We’re all familiar with the different types of entertainment that Memphis has to offer. Live bands, hip hop shows, dance and drama at the local theaters, and open mic nights for whatever art form is hitting your soul on that particular night. But there’s one thing in particular that doesn’t get a buzz as much as it should: tap dancing.
That’s right. Memphis is home of the all-female professional tap dancing troupe, the Hot Foot Honeys. Last night, I attended their “Honeys on Tap” production at the Buckman Performing Arts Center. Beforehand, I knew that this was going to be a variety show. I was put on to it by local rapper Knowledge Nick, who is one of the featured artists. Still, I was not aware of the overall theme of the production, and whether or not hip hop was the only mashup.

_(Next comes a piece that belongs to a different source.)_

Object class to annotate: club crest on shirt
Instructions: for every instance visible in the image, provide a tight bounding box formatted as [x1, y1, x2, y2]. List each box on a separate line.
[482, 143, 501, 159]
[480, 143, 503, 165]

I was extremely pleased to find out that there was a plethora of art forms being showcased, either individually or mixed in with the tap. The other artists featured were Inner City South (poets), 901 Breakers (break dancers), Steven Prince Tate (dancer), Amber Lea (dancer), plus young tap dancers from The Dance Academy of Bartlett LRP Studios, and CK Dance Theatre. The show was split into two acts, with a 10 minute intermission in between. Lucky for audience members, there were two raffle prizes given out during that time.
My favorite part of the show was the Sandman portion. This section of the show honored Howard Sims, the famed tap dancer who is known for doing his tap combos on a wooden platform covered with sand. After showing a tribute video, the Honeys performed a mystical, but quirky routine with CK Dance Theatre’s Cyara Whyte. It was set up to look like the Honeys magically appeared in Whyte’s bedroom. She went from being startled to sort-of hypnotized, then delighted to join in and dance with the troupe.
Still, each piece offered something special. The styles were different. Even the lighting and costumes were dynamic. The backdrops could be bright, or sultry and dim, depending on the piece, and the Honeys effortlessly glided across the stage in fringes, sequins, stripes, dresses, and even in cute, distorted jeans. Along with the different styles, the variety of performance types will keep you captivated. From Amber Lea’s seductive belly dancing, to the Sandman montage, to the hip hop and tap mixed performance of Knowledge Nick’s “The M”, this show has something for audience members of every age to enjoy. If you can, spread the word and bring a friend or family member to this show.
The last production of Honeys on Tap is today at 2:00 pm. Tickets are $20 and can be purchased online or at the door.